In a legal separation, a couple remains married, but they agree to legally binding decisions relating to child custody, child support, spousal support, and property division—just as they would in a divorce. In other states, legal separation is a preliminary step couples must take before they get divorced. However, in California, legal separation is a permanent status of its own. If the couple chooses to reconcile, they can easily file a motion to withdraw the legal separation. On the other hand, if a couple with a legal separation later decides to divorce, they must file a divorce petition and begin the process all over again.
In an annulment, a petitioner asks the court to cancel the marriage—as if the wedding had never occurred at all. Annulments are only granted under specific circumstances, such as the marriage was made under duress or fraud, either spouse was under 18 at the time of the wedding, or a spouse lacks the mental capacity to be married.
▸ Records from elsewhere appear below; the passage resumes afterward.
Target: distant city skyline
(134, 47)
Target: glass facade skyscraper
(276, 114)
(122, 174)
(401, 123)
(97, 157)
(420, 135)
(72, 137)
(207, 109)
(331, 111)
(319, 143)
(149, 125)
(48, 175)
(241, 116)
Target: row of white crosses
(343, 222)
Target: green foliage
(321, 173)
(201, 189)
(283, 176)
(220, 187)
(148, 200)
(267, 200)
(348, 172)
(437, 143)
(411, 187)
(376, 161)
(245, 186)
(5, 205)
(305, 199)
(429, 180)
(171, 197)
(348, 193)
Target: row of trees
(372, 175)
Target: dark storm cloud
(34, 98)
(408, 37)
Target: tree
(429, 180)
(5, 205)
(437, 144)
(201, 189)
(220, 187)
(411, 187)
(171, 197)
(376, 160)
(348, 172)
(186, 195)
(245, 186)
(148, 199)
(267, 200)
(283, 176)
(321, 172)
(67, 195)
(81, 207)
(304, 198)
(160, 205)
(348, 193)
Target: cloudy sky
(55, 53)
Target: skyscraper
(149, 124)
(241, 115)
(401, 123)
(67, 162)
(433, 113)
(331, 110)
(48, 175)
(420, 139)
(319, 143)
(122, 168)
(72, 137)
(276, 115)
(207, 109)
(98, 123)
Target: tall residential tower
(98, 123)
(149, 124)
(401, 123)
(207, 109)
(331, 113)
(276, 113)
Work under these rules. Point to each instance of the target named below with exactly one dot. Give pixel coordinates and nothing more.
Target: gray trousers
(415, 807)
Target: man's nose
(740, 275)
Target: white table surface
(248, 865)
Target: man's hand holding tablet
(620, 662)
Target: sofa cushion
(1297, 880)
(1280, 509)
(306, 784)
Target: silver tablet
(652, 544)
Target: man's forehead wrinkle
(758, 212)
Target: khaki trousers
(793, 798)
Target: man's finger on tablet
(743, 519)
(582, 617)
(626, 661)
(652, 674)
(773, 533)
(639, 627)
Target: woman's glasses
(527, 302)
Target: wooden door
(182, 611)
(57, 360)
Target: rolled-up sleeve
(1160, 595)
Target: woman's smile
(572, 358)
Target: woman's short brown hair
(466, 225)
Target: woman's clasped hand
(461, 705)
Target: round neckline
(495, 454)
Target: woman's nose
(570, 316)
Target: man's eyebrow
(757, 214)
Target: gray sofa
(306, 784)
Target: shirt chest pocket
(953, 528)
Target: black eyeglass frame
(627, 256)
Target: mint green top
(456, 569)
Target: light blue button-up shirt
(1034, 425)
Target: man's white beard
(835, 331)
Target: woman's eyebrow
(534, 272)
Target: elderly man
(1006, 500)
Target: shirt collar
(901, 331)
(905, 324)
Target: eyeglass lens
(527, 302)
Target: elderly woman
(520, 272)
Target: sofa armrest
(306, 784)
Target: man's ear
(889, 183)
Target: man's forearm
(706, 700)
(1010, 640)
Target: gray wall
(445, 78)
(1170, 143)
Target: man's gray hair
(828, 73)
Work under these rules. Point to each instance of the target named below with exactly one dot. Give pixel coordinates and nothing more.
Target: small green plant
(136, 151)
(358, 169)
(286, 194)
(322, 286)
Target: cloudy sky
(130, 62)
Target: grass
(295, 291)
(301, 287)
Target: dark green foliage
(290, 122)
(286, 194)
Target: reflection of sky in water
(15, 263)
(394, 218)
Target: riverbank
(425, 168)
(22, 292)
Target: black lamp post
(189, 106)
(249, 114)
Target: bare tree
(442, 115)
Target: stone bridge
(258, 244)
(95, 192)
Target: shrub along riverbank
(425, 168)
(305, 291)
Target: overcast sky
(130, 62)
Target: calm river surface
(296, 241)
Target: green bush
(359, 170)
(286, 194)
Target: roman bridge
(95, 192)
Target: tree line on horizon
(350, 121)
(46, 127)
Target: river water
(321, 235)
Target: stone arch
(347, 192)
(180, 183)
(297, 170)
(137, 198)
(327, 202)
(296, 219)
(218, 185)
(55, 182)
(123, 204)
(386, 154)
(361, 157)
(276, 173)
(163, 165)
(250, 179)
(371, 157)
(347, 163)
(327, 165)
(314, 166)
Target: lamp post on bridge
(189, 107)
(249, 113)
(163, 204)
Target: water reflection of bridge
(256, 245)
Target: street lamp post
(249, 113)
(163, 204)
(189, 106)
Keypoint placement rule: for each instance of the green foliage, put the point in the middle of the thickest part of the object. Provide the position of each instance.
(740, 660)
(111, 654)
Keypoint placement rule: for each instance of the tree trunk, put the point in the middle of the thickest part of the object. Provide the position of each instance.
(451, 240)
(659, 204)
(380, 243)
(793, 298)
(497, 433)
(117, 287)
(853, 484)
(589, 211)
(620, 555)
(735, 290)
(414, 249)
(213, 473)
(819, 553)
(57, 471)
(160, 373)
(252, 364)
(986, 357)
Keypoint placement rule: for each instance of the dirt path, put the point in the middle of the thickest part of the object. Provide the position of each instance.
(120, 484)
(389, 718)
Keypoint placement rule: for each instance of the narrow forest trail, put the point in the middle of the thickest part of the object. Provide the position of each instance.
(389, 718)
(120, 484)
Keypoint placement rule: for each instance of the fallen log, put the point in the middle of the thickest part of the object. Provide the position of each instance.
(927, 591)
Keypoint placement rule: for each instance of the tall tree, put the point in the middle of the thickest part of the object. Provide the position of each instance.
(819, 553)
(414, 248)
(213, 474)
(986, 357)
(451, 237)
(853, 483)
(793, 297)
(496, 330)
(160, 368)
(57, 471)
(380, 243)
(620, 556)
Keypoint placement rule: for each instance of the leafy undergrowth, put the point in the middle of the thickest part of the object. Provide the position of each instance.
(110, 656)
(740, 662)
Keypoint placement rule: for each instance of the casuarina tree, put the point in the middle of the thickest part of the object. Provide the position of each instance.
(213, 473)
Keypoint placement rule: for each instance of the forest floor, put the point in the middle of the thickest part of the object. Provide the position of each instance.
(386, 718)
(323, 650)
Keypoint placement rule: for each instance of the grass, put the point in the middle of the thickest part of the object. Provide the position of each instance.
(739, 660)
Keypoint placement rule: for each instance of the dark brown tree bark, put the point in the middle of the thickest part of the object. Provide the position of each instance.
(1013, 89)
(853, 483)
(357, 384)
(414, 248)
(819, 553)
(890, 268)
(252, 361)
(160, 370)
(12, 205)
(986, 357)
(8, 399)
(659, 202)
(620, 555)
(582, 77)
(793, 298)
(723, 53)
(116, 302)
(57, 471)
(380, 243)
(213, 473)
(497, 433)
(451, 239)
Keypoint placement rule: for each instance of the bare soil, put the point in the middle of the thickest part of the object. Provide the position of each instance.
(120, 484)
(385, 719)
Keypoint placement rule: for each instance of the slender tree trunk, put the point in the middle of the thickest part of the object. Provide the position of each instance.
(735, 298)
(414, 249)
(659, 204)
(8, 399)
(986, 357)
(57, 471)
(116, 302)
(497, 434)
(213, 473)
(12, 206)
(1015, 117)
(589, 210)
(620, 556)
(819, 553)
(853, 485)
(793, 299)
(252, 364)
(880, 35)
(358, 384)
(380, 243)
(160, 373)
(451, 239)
If the annulment is granted, then the property is returned to each spouse in accordance with the ownership interests each had before the marriage.
Sometimes, couples are ready to end their marriage but don't want to endure the hostility that can arise during divorce litigation. For these couples, mediation is a great option. In mediation, a neutral third party guides the spouses through informal dialogue so that they can agree on the terms of their marriage dissolution outside of court. Mediation can be used in legal separation or divorce proceedings.